Pawai “Pink Dot” yang digelar di Singapura untuk mendukung hak-hak komunitas LGBTQ
Pawai “Pink Dot” yang digelar di Hong Lim Park, Singapura, pada 1 Juli 2017. Acara ini digelar setiap tahun sebagai bentuk solidaritas kepada komunitas LGBTQ+. Foto: Roslan Rahman / AFP
LGBTQ

Singapura Hapus Sanksi Pidana Hubungan Gay, Tapi Tak Izinkan Pernikahan Sejenis

Komunitas LGBTQ+ di Singapura tak terlalu gembira atas pencabutan larangan hubungan homoseksual. Kebijakan anyar ini justru mempertegas sikap Singapura hanya mengakui pernikahan lawan jenis.
Koh Ewe
oleh Koh Ewe
SG

Tempat hiburan malam di berbagai penjuru Singapura diwarnai kebahagiaan yang langka pada akhir pekan lalu. Gemuruh sorak-sorai terdengar menyambut pengumuman perdana menteri yang akan mencabut larangan homoseksualitas, sebuah kebijakan peninggalan era kolonial yang telah puluhan tahun mengkriminalisasi hubungan gay. 

Beberapa tampak berpelukan dengan linang air mata haru. Mereka optimis keputusan ini bisa menjadi awal berakhirnya diskriminasi terhadap warga LGBTQ+ di Singapura.

Iklan

“Saya hanya bisa berseru, ‘Ya Tuhan, ini benar-benar terjadi,’” tutur Teo Yu Sheng, pendiri merek queer lokal Heckin’ Unicorn, menceritakan reaksinya saat menonton berita dari rumah saudara laki-lakinya. Namun, di saat bersamaan, Teo ragu apakah ini pantas untuk dirayakan, mengingat Perdana Menteri Lee Hsien Loong juga menegaskan negara hanya mengakui pernikahan heteroseksual—yang itu artinya akan mempersulit pasangan homoseksual hidup berkeluarga.

“Agak bingung juga sebenarnya. Haruskah saya bahagia dengan keputusan ini? Pantaskah saya merayakannya?” Teo memberi tahu VICE World News.

Menurut pasal 377A Kitab Hukum Undang-Undang Pidana (KUHP) Singapura, yang diperkenalkan selama masa kolonial Inggris pada 1938, hubungan sesama jenis, baik di ranah publik maupun privat, termasuk perbuatan zina yang memiliki ancaman hukuman maksimal dua tahun penjara. Dalam satu dekade terakhir, pemerintah Singapura telah berupaya meredam suara yang menuntut dihapusnya pasal tersebut. Namun, negara baru merealisasikannya sekarang.

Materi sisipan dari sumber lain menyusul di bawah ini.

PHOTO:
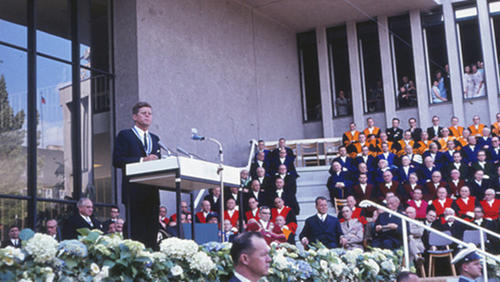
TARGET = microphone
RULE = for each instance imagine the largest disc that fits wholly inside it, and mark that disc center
(184, 152)
(195, 136)
(165, 148)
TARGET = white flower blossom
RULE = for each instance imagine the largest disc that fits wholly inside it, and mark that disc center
(323, 264)
(94, 269)
(388, 265)
(202, 262)
(280, 262)
(322, 251)
(176, 270)
(178, 248)
(103, 274)
(42, 247)
(372, 265)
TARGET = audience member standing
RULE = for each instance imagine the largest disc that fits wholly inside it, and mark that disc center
(83, 219)
(322, 227)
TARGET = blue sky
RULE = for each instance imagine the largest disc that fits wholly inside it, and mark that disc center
(50, 75)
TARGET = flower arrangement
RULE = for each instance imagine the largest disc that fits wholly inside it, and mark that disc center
(98, 257)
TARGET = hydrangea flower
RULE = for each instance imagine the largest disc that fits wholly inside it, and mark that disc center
(178, 248)
(73, 248)
(202, 262)
(42, 247)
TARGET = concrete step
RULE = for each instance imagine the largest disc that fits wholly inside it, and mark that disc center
(311, 184)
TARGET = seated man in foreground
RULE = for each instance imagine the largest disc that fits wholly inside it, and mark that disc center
(250, 255)
(322, 227)
(388, 228)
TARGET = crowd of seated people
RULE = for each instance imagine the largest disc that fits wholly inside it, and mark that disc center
(427, 174)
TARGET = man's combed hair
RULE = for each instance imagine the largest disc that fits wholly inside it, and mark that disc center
(243, 244)
(320, 198)
(139, 105)
(81, 201)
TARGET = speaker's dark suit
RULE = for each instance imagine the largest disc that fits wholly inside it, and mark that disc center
(76, 222)
(8, 242)
(478, 190)
(432, 133)
(327, 232)
(390, 239)
(289, 199)
(142, 200)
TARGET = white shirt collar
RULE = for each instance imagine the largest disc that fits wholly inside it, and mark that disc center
(140, 131)
(241, 277)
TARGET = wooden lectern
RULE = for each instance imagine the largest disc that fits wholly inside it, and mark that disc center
(182, 175)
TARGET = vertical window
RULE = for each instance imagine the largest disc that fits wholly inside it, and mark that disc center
(470, 49)
(371, 72)
(338, 55)
(436, 58)
(402, 61)
(309, 76)
(54, 105)
(13, 121)
(95, 87)
(494, 9)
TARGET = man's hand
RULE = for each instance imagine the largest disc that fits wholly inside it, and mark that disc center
(304, 241)
(392, 226)
(150, 158)
(343, 241)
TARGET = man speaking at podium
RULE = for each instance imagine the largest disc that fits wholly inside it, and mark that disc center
(132, 145)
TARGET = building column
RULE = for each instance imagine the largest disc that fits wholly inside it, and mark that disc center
(387, 71)
(324, 82)
(457, 92)
(355, 72)
(417, 40)
(488, 57)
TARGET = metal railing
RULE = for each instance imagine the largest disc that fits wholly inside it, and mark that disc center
(325, 152)
(482, 230)
(253, 144)
(405, 219)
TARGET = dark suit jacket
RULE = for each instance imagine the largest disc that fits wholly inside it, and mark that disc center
(129, 149)
(289, 199)
(416, 134)
(349, 163)
(432, 134)
(470, 155)
(234, 279)
(327, 232)
(478, 190)
(489, 169)
(255, 165)
(391, 158)
(370, 162)
(341, 177)
(75, 222)
(394, 134)
(289, 163)
(493, 155)
(215, 206)
(8, 242)
(425, 174)
(370, 193)
(464, 170)
(403, 176)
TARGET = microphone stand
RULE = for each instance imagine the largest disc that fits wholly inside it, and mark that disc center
(220, 170)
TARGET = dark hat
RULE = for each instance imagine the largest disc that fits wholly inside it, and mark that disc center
(466, 255)
(212, 215)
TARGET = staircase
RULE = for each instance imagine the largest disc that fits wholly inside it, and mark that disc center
(311, 184)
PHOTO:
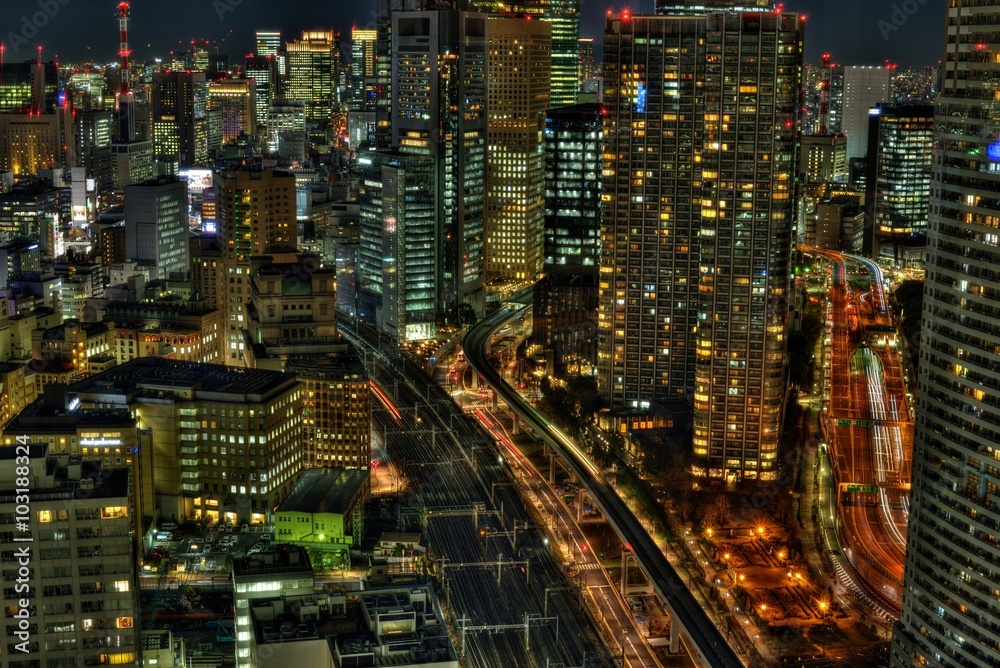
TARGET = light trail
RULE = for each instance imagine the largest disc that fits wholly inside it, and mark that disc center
(385, 400)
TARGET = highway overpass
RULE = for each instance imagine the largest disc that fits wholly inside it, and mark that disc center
(702, 638)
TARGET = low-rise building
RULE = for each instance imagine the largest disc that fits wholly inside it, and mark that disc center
(81, 603)
(226, 442)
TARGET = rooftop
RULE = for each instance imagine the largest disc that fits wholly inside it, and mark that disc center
(324, 490)
(282, 559)
(158, 372)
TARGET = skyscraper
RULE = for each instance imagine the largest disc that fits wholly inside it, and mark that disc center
(898, 183)
(439, 110)
(398, 259)
(864, 87)
(264, 72)
(313, 63)
(384, 9)
(180, 127)
(256, 213)
(699, 200)
(649, 264)
(950, 604)
(363, 43)
(564, 17)
(519, 67)
(156, 226)
(749, 176)
(269, 44)
(235, 98)
(565, 315)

Benjamin Xue, co-founder organisasi Young OUT Here yang mewadahi komunitas queer muda di Singapura, menyebut pencabutan larangan sebagai “kemenangan yang diraih dengan susah payah”.

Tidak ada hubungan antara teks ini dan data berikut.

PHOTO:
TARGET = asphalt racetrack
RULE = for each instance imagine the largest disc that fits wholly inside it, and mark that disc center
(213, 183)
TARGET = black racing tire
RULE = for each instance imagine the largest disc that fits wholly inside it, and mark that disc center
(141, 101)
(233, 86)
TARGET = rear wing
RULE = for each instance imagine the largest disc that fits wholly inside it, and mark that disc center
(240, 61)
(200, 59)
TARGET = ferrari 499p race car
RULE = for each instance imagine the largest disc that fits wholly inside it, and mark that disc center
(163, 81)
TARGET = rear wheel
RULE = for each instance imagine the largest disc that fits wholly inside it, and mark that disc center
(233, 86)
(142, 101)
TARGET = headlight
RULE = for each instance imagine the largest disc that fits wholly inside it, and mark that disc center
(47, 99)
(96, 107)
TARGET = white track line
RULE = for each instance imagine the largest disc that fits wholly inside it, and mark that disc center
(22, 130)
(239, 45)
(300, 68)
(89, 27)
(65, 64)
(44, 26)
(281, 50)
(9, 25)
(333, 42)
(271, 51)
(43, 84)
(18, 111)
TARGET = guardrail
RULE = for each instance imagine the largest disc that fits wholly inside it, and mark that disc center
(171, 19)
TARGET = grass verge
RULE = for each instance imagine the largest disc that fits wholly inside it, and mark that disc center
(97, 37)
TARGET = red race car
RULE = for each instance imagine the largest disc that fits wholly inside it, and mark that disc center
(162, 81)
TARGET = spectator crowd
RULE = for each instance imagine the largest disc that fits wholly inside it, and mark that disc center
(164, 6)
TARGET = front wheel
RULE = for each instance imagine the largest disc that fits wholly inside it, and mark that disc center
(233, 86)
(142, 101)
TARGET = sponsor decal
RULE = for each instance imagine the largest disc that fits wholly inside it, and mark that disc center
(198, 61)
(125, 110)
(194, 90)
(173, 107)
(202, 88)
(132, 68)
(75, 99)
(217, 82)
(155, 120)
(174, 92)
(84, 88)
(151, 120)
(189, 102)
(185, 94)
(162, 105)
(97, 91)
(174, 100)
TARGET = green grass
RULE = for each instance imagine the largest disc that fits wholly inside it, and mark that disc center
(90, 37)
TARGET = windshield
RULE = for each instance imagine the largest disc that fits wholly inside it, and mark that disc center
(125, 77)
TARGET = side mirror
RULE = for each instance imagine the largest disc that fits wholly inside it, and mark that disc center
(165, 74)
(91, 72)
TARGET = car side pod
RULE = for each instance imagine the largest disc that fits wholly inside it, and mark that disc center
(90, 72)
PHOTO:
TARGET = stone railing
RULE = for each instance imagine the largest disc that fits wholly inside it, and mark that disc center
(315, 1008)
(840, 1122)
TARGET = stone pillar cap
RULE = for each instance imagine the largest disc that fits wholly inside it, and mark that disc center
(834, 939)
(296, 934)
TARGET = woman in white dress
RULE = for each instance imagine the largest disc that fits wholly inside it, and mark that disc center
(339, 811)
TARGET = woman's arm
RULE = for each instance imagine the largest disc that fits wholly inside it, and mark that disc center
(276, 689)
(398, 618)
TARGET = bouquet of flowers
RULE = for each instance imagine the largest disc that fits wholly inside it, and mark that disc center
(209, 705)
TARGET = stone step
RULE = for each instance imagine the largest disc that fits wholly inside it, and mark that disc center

Pasalnya, sepanjang 1990-an, banyak bisnis yang melayani konsumen gay di Singapura menjadi target operasi penggerebekan. Polisi menyamar sebagai pelanggan untuk menciduk laki-laki yang menjalin hubungan homoseksual. Mereka didakwa berbagai jenis pelanggaran, termasuk pasal 377A, hanya karena orientasi seksualnya. Aksi razia “anti-gay” terjadi pada frekuensi yang berbeda-beda, yang terbaru pada 2010.

Iklan

“Banyak orang yang mengalami masa-masa ini masih hidup sekarang, tapi beberapa sudah tak lagi bersama kami [...] dan mereka takkan bisa menyaksikan pencabutan larangan,” terang Xue dengan nada pahit terdengar dalam suaranya. “Kami berharap pengumuman ini dapat merekatkan kembali ikatan keluarga. Ini juga momen yang tepat bagi komunitas untuk menyembuhkan segala luka.”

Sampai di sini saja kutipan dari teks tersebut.